|There goes another rubber tree plant|
This past April 1, for the first time ever, I had a personal connection to that simple song. The ficus "rubber tree" plant in the photo above was gifted to my very best friend when her beloved mom passed away suddenly. After the memorial, as we were clearing the funeral home of all their belongings and all the wonderful floral tributes to her, I was stopped in my tracks seeing this plant.
It was my circle of life.
You see, when my mom passed away in 1976, someone gave us a similar plant. I grew up with that plant and it was taller than me when I left for college in the fall of 1989. I loved that plant, for it represented so much. It was the vitality and living breathing proof of my mom's existence for a very long time. I am not a green thumb at all but I did care for that particular plant. (I hear they are pretty hard to kill). When I left for college, I took for granted that that plant would be there or would one day be mine. I did not think to verbalize my love for that plant at that time. A series of unfortunate events happened over the years and along with all my baby photos with my mom, that plant disappeared from my life. I cannot tell you I ever even felt the loss of the plant.

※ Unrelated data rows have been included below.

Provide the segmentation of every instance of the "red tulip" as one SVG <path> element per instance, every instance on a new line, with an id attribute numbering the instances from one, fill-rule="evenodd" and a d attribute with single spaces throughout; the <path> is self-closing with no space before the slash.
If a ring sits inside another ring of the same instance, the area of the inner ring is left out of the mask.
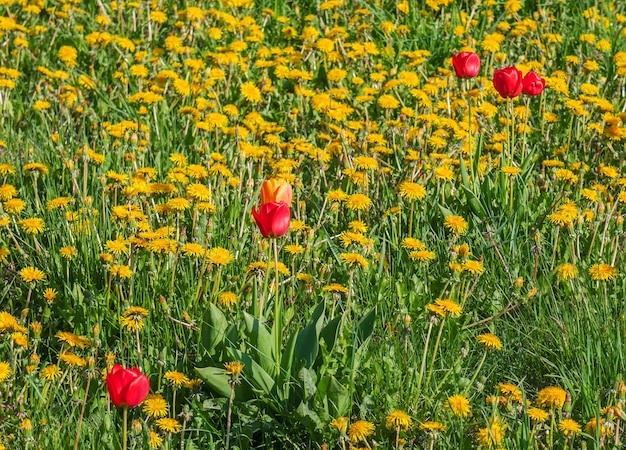
<path id="1" fill-rule="evenodd" d="M 263 237 L 284 235 L 291 222 L 291 209 L 285 202 L 263 203 L 257 212 L 252 208 L 252 217 Z"/>
<path id="2" fill-rule="evenodd" d="M 452 65 L 459 78 L 474 78 L 480 72 L 480 56 L 474 52 L 461 52 L 452 57 Z"/>
<path id="3" fill-rule="evenodd" d="M 493 74 L 493 87 L 503 98 L 517 97 L 522 93 L 522 72 L 515 66 L 496 70 Z"/>
<path id="4" fill-rule="evenodd" d="M 111 401 L 115 406 L 133 408 L 143 402 L 150 392 L 150 380 L 138 367 L 124 369 L 116 364 L 107 375 L 106 381 Z"/>
<path id="5" fill-rule="evenodd" d="M 546 80 L 535 72 L 528 72 L 522 80 L 522 93 L 536 96 L 543 92 L 546 87 Z"/>
<path id="6" fill-rule="evenodd" d="M 265 180 L 261 187 L 261 203 L 285 202 L 291 205 L 292 196 L 291 185 L 278 178 Z"/>

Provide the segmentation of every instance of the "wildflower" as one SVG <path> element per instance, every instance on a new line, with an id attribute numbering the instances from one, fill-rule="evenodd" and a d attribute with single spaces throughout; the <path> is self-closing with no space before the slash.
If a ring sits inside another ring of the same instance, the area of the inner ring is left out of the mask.
<path id="1" fill-rule="evenodd" d="M 17 224 L 26 232 L 26 234 L 39 234 L 43 233 L 46 229 L 43 220 L 38 217 L 18 220 Z"/>
<path id="2" fill-rule="evenodd" d="M 345 433 L 348 429 L 348 418 L 347 417 L 337 417 L 330 422 L 330 426 L 340 433 Z"/>
<path id="3" fill-rule="evenodd" d="M 249 81 L 241 85 L 240 93 L 250 103 L 259 103 L 263 99 L 259 88 Z"/>
<path id="4" fill-rule="evenodd" d="M 234 292 L 230 292 L 230 291 L 222 292 L 220 296 L 217 298 L 217 303 L 226 308 L 230 308 L 238 301 L 239 301 L 239 298 L 237 297 L 237 294 L 235 294 Z"/>
<path id="5" fill-rule="evenodd" d="M 49 305 L 52 304 L 57 295 L 58 292 L 56 291 L 56 289 L 53 288 L 46 288 L 46 290 L 43 291 L 43 298 L 46 299 Z"/>
<path id="6" fill-rule="evenodd" d="M 87 361 L 85 360 L 85 358 L 81 358 L 80 356 L 72 352 L 61 353 L 61 356 L 59 357 L 59 359 L 65 364 L 67 364 L 68 366 L 84 367 L 85 364 L 87 364 Z"/>
<path id="7" fill-rule="evenodd" d="M 91 345 L 91 339 L 86 338 L 84 336 L 77 336 L 74 333 L 70 333 L 69 331 L 59 331 L 55 337 L 69 345 L 70 347 L 78 347 L 84 349 Z"/>
<path id="8" fill-rule="evenodd" d="M 411 420 L 411 416 L 409 416 L 404 411 L 396 410 L 392 411 L 385 418 L 385 425 L 390 430 L 402 429 L 404 431 L 408 430 L 413 421 Z"/>
<path id="9" fill-rule="evenodd" d="M 435 252 L 431 252 L 429 250 L 415 250 L 409 253 L 409 258 L 416 259 L 418 261 L 431 261 L 435 259 L 437 255 Z"/>
<path id="10" fill-rule="evenodd" d="M 183 244 L 180 247 L 180 252 L 183 255 L 191 256 L 191 257 L 200 257 L 205 254 L 204 247 L 200 244 L 196 244 L 194 242 L 188 242 L 187 244 Z"/>
<path id="11" fill-rule="evenodd" d="M 421 423 L 419 425 L 419 429 L 422 431 L 428 431 L 428 432 L 444 432 L 446 431 L 446 427 L 444 424 L 442 424 L 441 422 L 434 422 L 434 421 L 428 421 L 428 422 L 424 422 Z"/>
<path id="12" fill-rule="evenodd" d="M 372 206 L 372 200 L 364 194 L 352 194 L 346 200 L 346 207 L 350 210 L 364 210 Z"/>
<path id="13" fill-rule="evenodd" d="M 541 408 L 561 409 L 565 404 L 567 391 L 558 386 L 548 386 L 537 393 L 537 404 Z"/>
<path id="14" fill-rule="evenodd" d="M 550 414 L 548 414 L 547 411 L 544 411 L 541 408 L 528 408 L 526 414 L 528 414 L 530 420 L 533 420 L 535 422 L 545 422 L 550 418 Z"/>
<path id="15" fill-rule="evenodd" d="M 576 278 L 578 269 L 574 264 L 564 263 L 556 269 L 556 275 L 559 280 L 567 281 Z"/>
<path id="16" fill-rule="evenodd" d="M 460 394 L 449 397 L 448 400 L 446 400 L 445 406 L 457 417 L 467 417 L 471 412 L 469 400 L 467 397 Z"/>
<path id="17" fill-rule="evenodd" d="M 426 189 L 421 184 L 413 183 L 412 181 L 403 181 L 398 186 L 400 197 L 407 200 L 422 200 L 426 197 Z"/>
<path id="18" fill-rule="evenodd" d="M 170 419 L 169 417 L 161 417 L 155 423 L 161 431 L 166 433 L 178 433 L 183 428 L 178 420 Z"/>
<path id="19" fill-rule="evenodd" d="M 0 383 L 8 380 L 12 374 L 11 364 L 4 361 L 0 362 Z"/>
<path id="20" fill-rule="evenodd" d="M 128 331 L 139 331 L 143 328 L 143 319 L 148 317 L 148 310 L 140 306 L 131 306 L 122 313 L 120 324 Z"/>
<path id="21" fill-rule="evenodd" d="M 36 283 L 46 278 L 46 274 L 36 267 L 25 267 L 19 272 L 20 277 L 25 283 Z"/>
<path id="22" fill-rule="evenodd" d="M 594 281 L 612 280 L 619 275 L 619 270 L 609 264 L 594 264 L 589 268 L 589 276 Z"/>
<path id="23" fill-rule="evenodd" d="M 474 275 L 482 275 L 483 273 L 485 273 L 483 263 L 481 263 L 480 261 L 475 261 L 473 259 L 468 259 L 467 261 L 463 262 L 463 270 L 466 270 L 467 272 Z"/>
<path id="24" fill-rule="evenodd" d="M 434 304 L 429 303 L 426 305 L 426 309 L 441 317 L 459 317 L 461 312 L 463 312 L 463 308 L 461 308 L 454 300 L 450 300 L 449 298 L 438 298 L 435 300 Z"/>
<path id="25" fill-rule="evenodd" d="M 511 383 L 499 383 L 498 390 L 511 401 L 521 403 L 522 391 L 520 388 Z"/>
<path id="26" fill-rule="evenodd" d="M 172 384 L 172 386 L 174 386 L 175 388 L 179 388 L 183 384 L 186 384 L 189 382 L 189 378 L 187 378 L 187 375 L 181 372 L 174 371 L 174 370 L 169 370 L 165 372 L 165 375 L 163 376 L 163 378 L 169 381 Z"/>
<path id="27" fill-rule="evenodd" d="M 424 250 L 426 248 L 422 241 L 412 237 L 402 239 L 402 247 L 408 250 Z"/>
<path id="28" fill-rule="evenodd" d="M 561 430 L 565 436 L 573 436 L 582 431 L 578 422 L 573 419 L 563 419 L 559 422 L 559 430 Z"/>
<path id="29" fill-rule="evenodd" d="M 606 421 L 603 418 L 600 418 L 600 436 L 606 435 L 607 433 L 611 433 L 611 429 L 605 425 Z M 598 429 L 598 420 L 595 417 L 592 417 L 589 422 L 585 425 L 585 433 L 595 436 L 596 430 Z"/>
<path id="30" fill-rule="evenodd" d="M 222 247 L 215 247 L 215 248 L 207 250 L 207 260 L 211 264 L 215 264 L 218 266 L 225 266 L 226 264 L 229 264 L 230 262 L 232 262 L 234 258 L 235 257 L 230 252 L 230 250 L 227 250 Z"/>
<path id="31" fill-rule="evenodd" d="M 358 253 L 342 253 L 339 255 L 339 258 L 349 267 L 355 265 L 359 265 L 363 269 L 367 269 L 369 267 L 367 260 Z"/>
<path id="32" fill-rule="evenodd" d="M 226 367 L 224 374 L 230 375 L 231 377 L 236 378 L 243 371 L 244 365 L 240 363 L 239 361 L 230 361 L 230 362 L 224 363 L 224 367 Z"/>
<path id="33" fill-rule="evenodd" d="M 461 216 L 449 215 L 443 219 L 443 225 L 454 235 L 465 234 L 469 229 L 469 224 Z"/>
<path id="34" fill-rule="evenodd" d="M 478 335 L 476 339 L 478 340 L 478 342 L 483 344 L 489 350 L 501 350 L 502 349 L 502 342 L 500 341 L 498 336 L 494 334 L 491 334 L 491 333 L 480 334 Z"/>
<path id="35" fill-rule="evenodd" d="M 154 11 L 150 14 L 150 17 L 152 17 L 152 14 L 154 14 Z M 151 430 L 150 439 L 148 440 L 148 446 L 150 448 L 159 448 L 161 447 L 161 444 L 163 444 L 163 438 L 159 436 L 159 433 L 155 433 Z"/>
<path id="36" fill-rule="evenodd" d="M 78 255 L 78 250 L 76 250 L 76 247 L 68 245 L 66 247 L 62 247 L 61 250 L 59 250 L 59 253 L 65 259 L 74 259 Z"/>
<path id="37" fill-rule="evenodd" d="M 356 444 L 361 441 L 365 441 L 368 436 L 370 436 L 376 427 L 373 423 L 367 422 L 365 420 L 357 420 L 352 425 L 350 425 L 350 429 L 348 430 L 348 437 L 353 444 Z"/>
<path id="38" fill-rule="evenodd" d="M 492 419 L 489 427 L 481 428 L 478 431 L 478 443 L 486 448 L 500 448 L 504 440 L 504 430 L 506 424 L 502 424 L 497 418 Z"/>
<path id="39" fill-rule="evenodd" d="M 43 368 L 39 377 L 44 381 L 54 381 L 61 376 L 61 369 L 59 366 L 51 364 Z"/>
<path id="40" fill-rule="evenodd" d="M 322 291 L 324 292 L 339 292 L 339 293 L 347 293 L 348 292 L 348 288 L 339 284 L 339 283 L 331 283 L 328 286 L 324 286 L 322 288 Z"/>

I've mourned the loss of my pictures many times but the plant was an obscure hurt that I did not feel again until that day in April standing in a central Illinois funeral home. I immediately felt drawn to the plant. I mentioned to my BFF my story, briefly and succinctly. We were very absorbed in her grief and it felt selfish to even say it but I am glad I did.
Later that afternoon as we were leaving, she called me into the living room with her brother and her father and asked me to take and care for the plant in honor of her mom and my mom. I could not keep my composure. It's even taken me months to write this because the overwhelming emotion of thinking how amazing it is - this thing we call life.
This friend who was pushed off my lap in 1990 and almost wasn't my friend.
24 years of friendship.
A clear schedule on my calendar for the precise days she needed me.
A ficus plant someone thought to send.
If that is not the "circle of life", then I don't know what is.